Facilitating
So it looks like we’ll be moving to CoSentry up north in KC near the airport for our new hosting facility, since the location we are at now will be closing down in a few months. That means as the newly appointed sysadmin I also am plotting out the move to the new hosting facility. I’ve been involved in our move from Boston to Sprint in south KC and then from Sprint to Switch and Data ( I was the first guy on the scene pulling wiring and taking down servers in that move) this time I’m ultimately responsible though and the man who’s ass it is if things don’t go well. I’m getting a little nervous about the whole thing but I’m also looking forward to it. If my database migration for MySQL4.1 to MySQL5.0 this weekend was any indication of how things will go, then the gods are smiling upon me.
I’ve put a whole new slew of remote management devices on the list for the new server racks because my living location and the hosting facility will be on almost opposite side of Kansas City. With the new remote controled power distribution units and remote console servers I should be able to do about everything from the office/home. If all the pieces don’t play nicely though I’m in for a world of hurt and there are going to be some long trips involved. Cable management and making sense of servers and location are a number one priority, well after having everything working that is. The goal is for the area to be showable location and something to impress clients and show them we know what we are doing.

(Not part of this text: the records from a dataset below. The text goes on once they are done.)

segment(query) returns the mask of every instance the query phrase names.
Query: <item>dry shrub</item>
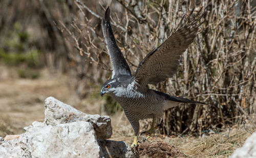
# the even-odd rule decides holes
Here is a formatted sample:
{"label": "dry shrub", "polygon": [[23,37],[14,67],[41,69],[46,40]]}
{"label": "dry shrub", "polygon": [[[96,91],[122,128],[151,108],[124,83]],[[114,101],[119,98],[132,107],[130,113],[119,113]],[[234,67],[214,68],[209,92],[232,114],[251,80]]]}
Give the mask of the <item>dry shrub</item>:
{"label": "dry shrub", "polygon": [[[80,88],[84,89],[86,85],[90,87],[89,83],[99,85],[102,81],[99,79],[105,80],[111,76],[109,55],[100,28],[108,4],[105,1],[75,2],[79,10],[73,28],[61,21],[59,26],[78,50],[72,54],[74,61],[81,63],[85,78],[81,80],[86,80],[81,81]],[[182,105],[166,111],[162,132],[170,135],[218,129],[238,118],[247,118],[253,123],[247,114],[254,114],[252,117],[255,118],[255,5],[252,1],[231,0],[112,2],[114,34],[133,72],[147,53],[168,37],[183,15],[194,6],[196,11],[204,7],[206,14],[201,21],[204,22],[184,53],[178,73],[150,87],[211,105]]]}

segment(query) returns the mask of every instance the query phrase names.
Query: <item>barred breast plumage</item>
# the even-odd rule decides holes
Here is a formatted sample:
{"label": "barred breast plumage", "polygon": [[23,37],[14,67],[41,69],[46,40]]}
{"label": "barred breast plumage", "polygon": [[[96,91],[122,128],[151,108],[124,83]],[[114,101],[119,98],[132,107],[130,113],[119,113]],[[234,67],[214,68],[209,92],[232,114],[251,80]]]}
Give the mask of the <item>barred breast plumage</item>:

I’ve been playing around with the new RHEL5 and Xen and I’m suitably impressed. I’ve gotten it up and running with a few virtual servers on a desktop but haven’t had enough time down at our current facility to get it up going on a server and see how well it runs there. I’m interested in seeing what it will do on one of our DL360 G5s with the virtualization extensions built in and if Ubuntu will run well with RHEL being the hypervisor, it should all work in theory. The ability to run virtual machines in the manner Xen allows will have a huge impact on our business and allow us to do a number of things we previously couldn’t, mainly in the area of segmenting servers by application so we can better see what is going on where and how resources are best used rather than lumping it all into one area to such a degree that it becomes one mass of uncontrolable goo.
I’ve been sending off notices at work and cc’ing about everyone in the world and I hope they aren’t taken as being to commanding or taken in the wrong light. My goal is to keep everyone informed about what’s going on because we do have a dreadful lack of communication and rather then complain about it more I suppose I might as well just start giving everyone info, they can read it or toss it out unread if they want. In either event I passed things along and maybe others will follow the example and we can all get on the same page, additionally I think there is a stigma that the programmers are uncooperative and I’d like to remove that.